The justices then clarified that in approving a Proposition 65 consent judgment, trial courts must find that the proposed settlement is just and that it serves the public interest.
Writing for the panel, Presiding Justice Candace Cooper explained that CDG’s consent judgments failed the judicial test.
“Some of the provisions of each judgment are so contrary to the public interest that standing alone, they require the reversal of the judgment,” she said, pointing out, for instance, that the terms of release in the consent judgments covered not only all past but also all future Proposition 65-related actions the hotels would take.
Moreover, the justice said, the trial court did not even consider whether the settlements served the public interest, thereby failing the second prong of the judicial test.
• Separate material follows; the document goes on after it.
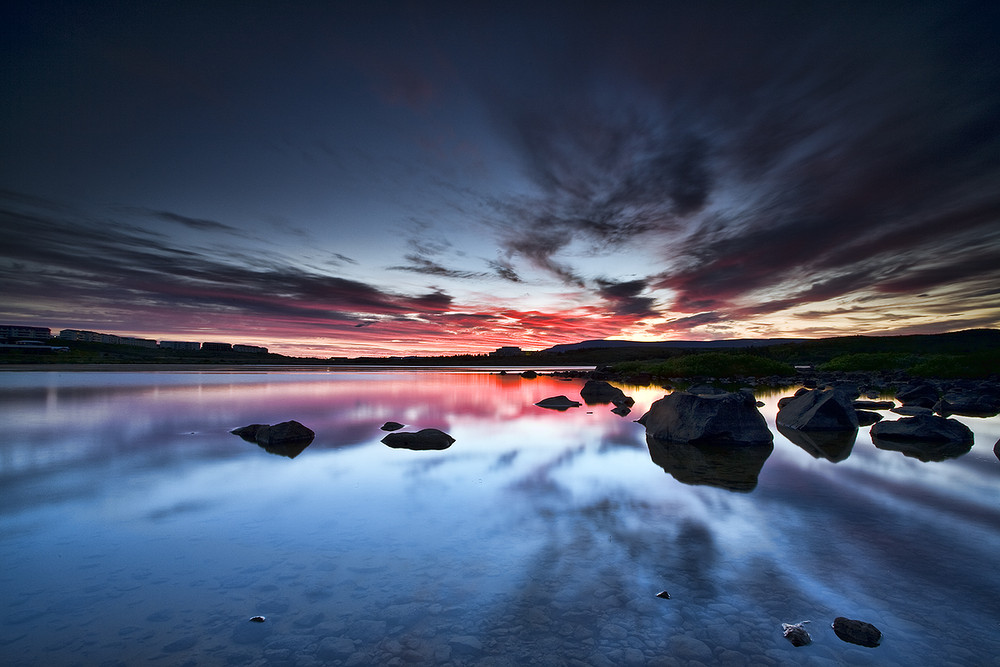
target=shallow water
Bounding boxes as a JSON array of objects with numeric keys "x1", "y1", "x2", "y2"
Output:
[{"x1": 0, "y1": 370, "x2": 1000, "y2": 666}]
“The trial court never acknowledged that it had a duty to find that the settlements were in the public interest and the provisions of the judgments in this case do not serve the public interest. The trial court never identified the specific benefit the public would reap from the consent judgments,” she wrote.
CAG’s lead attorney, Reuben Yeroushalmi, told the MetNews he felt vindicated by the panel’s decision.
“We really feel that we were wronged by the trial court. What happened was unfair and unjust, and I think the court of appeal agreed,” he said.
What “really” happened with the CDG settlements, Yeroushalmi opined, was that the hotels attempted to deal with zealous consumer groups by finding “friendly plaintiffs” and arriving at “cozy settlements.”
“This is a really important opinion because it addresses the collusive settlement and talks about how a settlement should be just and fair. These kinds of settlements are really detrimental to consumers and environmental concerns,” Yeroushalmi said.
Speaking on condition of anonymity, counsel for one of the hotel chains said Yeroushalmi’s emphasis on collusion was misplaced.
“I think lots of people can read this opinion and purport to take away a lot of different ideas, but if you look at precisely what the appellate court said, collusion wasn’t the basis for the court’s decision. I know Mr. Yeroushalmi would like to suggest that’s what the court was concerned about,” the attorney said, adding that according to his recollection, Cooper had stated during oral argument that she was not making a finding of any collusion.
The defense attorney also suggested the “public interest” test that Cooper articulated was unclear.
“This panel believes that every time a settlement agreement is approved by the trial court and goes up to the appellate court, and possibly involves members of the public who weren’t represented, then the court must find it was in the ‘public interest,’ ” he said. “It’ll be interesting to see what trial courts think that means.”
The case is Consumer Advocacy Group, Inc. v. Kintetsu Enterprises of America, 06 S.O.S 3512.